Everything finally came together this past August, when Bleiler returned to the podium for the first time in two seasons, finishing third in the halfpipe at the New Zealand Winter Games. Her close friend Kelly Clark finished first.
"She's my hero seeing what she's been through," Clark said. "It's inspirational, to say the absolutely least. I think her biggest fear was the assumption that the sport might progress without her, and I think this summer she put a stop to those thoughts. She hasn't gone anywhere."
Which is why the spotlight is again on the 31-year-old Bleiler as one of a handful of American women with a legitimate chance of making the four-member U.S. team that will head to Sochi. At the Olympic media summit this week, Bleiler was one of six female snowboarders who met the media. Two of them won't make the Sochi team.
She still has lingering issues with her sight -- when Bleiler looks up she still has double vision.

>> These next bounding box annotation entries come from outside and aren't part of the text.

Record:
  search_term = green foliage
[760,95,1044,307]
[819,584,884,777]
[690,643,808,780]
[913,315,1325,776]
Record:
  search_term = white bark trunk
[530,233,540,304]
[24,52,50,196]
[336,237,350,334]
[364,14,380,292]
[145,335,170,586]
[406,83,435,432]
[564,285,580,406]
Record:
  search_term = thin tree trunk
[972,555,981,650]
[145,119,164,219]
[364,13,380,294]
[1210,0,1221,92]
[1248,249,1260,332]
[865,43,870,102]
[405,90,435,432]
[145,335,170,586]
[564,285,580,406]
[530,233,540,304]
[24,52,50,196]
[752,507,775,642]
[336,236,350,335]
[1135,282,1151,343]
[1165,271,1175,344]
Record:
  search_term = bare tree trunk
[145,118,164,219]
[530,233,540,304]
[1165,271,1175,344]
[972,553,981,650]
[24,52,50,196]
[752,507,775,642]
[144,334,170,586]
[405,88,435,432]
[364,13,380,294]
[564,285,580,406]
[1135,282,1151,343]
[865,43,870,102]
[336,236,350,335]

But through continuing eye exercises, she is hopeful it won't be permanent. She is heading to New Zealand again on Oct. 6 to continue her preparations for the upcoming season.
"As I've recovered what I've realized is the reason I still snowboard is that I'm the type of person that loves to go deep, learn and push myself physically, mentally and emotionally. Snowboarding has been that vehicle for me for the last 20 years. When I win, I'm happy. When I lose I'm also happy. I'm grateful for this life I have to live. It's a great life."